Reporter: Dimas Andi | Editor: Herlina Kartika Dewi
KONTAN.CO.ID - JAKARTA. Konglomerat pemilik Barito Group, Prajogo Pangestu, melejit ke posisi pertama orang terkaya di Indonesia versi Forbes Real Time Billionare.
Nilai kekayaan bersih Prajogo Pangestu menembus US$ 38,7 miliar atau setara Rp 607 triliun (acuan kurs Rp 15.686) per Jumat (10/11) lalu. Nilai kekayaan ini jauh melampaui Low Tuck Kwong yang berada di posisi kedua dengan kekayaan bersih US$ 26,5 miliar (Rp 415,6 triliun) serta duo Hartono bersaudara di tempat ketiga dan keempat.

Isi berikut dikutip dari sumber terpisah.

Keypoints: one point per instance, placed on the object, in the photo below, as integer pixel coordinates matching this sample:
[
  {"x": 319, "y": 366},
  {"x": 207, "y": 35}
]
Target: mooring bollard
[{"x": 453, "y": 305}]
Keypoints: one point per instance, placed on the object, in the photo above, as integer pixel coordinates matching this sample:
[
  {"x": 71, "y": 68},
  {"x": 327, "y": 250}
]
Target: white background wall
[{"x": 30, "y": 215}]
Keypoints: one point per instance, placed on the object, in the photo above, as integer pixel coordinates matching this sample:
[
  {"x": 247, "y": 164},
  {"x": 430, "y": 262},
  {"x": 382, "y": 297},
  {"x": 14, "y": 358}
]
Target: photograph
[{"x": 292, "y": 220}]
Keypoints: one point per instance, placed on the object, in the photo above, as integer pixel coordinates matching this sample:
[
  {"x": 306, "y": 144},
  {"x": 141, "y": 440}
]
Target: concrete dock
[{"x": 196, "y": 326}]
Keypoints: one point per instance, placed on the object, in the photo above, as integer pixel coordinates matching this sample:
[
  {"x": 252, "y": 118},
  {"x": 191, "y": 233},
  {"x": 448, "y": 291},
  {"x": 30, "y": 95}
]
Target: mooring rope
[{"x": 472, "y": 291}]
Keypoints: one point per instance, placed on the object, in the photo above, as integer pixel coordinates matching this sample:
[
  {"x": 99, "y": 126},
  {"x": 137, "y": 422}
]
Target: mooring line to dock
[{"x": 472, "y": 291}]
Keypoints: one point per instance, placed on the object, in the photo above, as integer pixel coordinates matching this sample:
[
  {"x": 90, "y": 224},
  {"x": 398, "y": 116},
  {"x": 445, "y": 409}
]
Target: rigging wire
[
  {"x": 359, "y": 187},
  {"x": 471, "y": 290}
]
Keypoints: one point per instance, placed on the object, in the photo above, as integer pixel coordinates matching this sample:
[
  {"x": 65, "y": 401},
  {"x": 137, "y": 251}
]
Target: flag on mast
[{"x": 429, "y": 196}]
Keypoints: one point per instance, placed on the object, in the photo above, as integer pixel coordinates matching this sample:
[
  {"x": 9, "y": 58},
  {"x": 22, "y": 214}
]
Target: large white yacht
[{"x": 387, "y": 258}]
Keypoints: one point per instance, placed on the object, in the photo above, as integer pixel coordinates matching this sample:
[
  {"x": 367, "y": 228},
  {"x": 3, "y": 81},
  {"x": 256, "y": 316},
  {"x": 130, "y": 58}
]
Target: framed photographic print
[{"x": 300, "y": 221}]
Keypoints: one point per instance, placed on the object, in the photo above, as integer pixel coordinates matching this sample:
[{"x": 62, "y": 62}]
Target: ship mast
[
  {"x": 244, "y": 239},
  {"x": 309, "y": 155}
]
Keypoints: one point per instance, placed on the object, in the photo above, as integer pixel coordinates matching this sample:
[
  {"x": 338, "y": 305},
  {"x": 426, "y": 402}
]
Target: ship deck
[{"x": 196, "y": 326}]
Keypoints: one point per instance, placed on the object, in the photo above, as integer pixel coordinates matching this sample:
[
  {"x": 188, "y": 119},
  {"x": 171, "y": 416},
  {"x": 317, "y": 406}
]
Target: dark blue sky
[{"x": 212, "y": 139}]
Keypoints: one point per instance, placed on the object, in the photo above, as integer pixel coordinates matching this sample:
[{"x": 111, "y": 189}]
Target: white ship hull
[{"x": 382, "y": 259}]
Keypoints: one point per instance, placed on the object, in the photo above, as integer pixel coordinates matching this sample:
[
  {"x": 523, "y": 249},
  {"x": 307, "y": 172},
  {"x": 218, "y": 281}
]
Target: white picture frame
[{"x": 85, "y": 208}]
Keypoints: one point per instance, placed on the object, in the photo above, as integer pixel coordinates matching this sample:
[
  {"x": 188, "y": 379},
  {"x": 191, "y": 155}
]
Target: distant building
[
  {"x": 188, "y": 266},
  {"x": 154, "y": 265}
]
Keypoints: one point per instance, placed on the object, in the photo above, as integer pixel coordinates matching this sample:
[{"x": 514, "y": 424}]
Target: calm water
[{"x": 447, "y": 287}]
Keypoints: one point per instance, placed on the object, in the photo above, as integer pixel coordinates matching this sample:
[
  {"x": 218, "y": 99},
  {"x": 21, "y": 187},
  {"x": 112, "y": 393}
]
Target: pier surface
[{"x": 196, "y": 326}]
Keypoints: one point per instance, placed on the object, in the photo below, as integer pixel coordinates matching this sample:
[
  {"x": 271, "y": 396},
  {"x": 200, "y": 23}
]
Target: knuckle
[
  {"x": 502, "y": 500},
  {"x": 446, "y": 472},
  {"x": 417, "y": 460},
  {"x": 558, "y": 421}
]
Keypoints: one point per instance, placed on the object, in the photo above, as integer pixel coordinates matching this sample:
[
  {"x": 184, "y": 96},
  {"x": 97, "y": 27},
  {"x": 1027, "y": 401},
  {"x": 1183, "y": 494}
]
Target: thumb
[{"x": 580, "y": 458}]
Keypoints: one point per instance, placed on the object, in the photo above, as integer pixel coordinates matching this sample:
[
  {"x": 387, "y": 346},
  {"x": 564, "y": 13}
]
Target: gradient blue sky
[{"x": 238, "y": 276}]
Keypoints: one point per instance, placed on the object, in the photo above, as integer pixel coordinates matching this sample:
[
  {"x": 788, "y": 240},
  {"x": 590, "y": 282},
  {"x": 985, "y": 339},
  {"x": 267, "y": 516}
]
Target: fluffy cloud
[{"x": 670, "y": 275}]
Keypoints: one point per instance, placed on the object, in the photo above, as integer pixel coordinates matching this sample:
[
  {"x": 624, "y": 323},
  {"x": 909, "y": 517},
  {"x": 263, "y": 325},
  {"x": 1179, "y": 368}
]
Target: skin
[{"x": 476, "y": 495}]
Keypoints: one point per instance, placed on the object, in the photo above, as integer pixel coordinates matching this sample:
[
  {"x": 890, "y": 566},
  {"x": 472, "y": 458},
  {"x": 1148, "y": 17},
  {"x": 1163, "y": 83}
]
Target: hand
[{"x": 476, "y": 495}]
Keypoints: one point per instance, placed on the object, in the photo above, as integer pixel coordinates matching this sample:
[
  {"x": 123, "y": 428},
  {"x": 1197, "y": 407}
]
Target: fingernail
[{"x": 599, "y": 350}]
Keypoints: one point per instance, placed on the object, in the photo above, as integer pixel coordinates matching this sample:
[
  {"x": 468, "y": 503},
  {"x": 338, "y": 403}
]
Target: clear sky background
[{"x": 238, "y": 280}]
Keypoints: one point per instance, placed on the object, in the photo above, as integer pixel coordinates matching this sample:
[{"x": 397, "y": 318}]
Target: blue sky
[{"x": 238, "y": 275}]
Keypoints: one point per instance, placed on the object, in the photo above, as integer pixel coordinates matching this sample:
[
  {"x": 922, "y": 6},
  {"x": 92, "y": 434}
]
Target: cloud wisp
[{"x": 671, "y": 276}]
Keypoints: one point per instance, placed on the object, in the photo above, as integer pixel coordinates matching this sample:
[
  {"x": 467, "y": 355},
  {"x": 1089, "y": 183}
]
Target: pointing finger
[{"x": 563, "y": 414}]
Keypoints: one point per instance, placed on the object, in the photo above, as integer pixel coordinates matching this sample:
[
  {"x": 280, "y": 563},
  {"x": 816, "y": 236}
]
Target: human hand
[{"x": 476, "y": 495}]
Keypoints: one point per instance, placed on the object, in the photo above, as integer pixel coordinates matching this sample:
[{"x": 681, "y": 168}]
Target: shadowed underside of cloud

Robert Budi Hartono memiliki kekayaan bersih US$ 24,3 miliar (Rp 381,1 triliun) sedangkan Michael Budi Hartono senilai US$ 23,3 miliar (Rp 365,4 triliun).
Keberhasilan Prajogo Pangestu sebagai orang paling tajir di Indonesia sejalan dengan lonjakan harga saham emiten-emiten yang dimilikinya.
Baca Juga: Geser Low Tuck Kwong, Kini Konglomerat Prajogo Pangestu Jadi Orang Terkaya RI
Dikutip dari RTI, harga saham PT Barito Pacific Tbk (BRPT) melesat 49,68% dalam tiga bulan terakhir ke level Rp 1.175 per saham pada Jumat lalu. Prajogo Pangestu sendiri menjadi pengendali BRPT dengan porsi kepemilikan saham 71,19%.
Prajogo Pangestu juga menambah pundi-pundi kekayaannya lewat anak usaha BRPT yakni PT Barito Renewables Energy Tbk (BREN). Sejak melantai di Bursa Efek Indonesia (BEI) per 9 Oktober 2023, harga saham BREN telah terbang 569,87% ke level Rp 5.225 per saham hingga Jumat silam.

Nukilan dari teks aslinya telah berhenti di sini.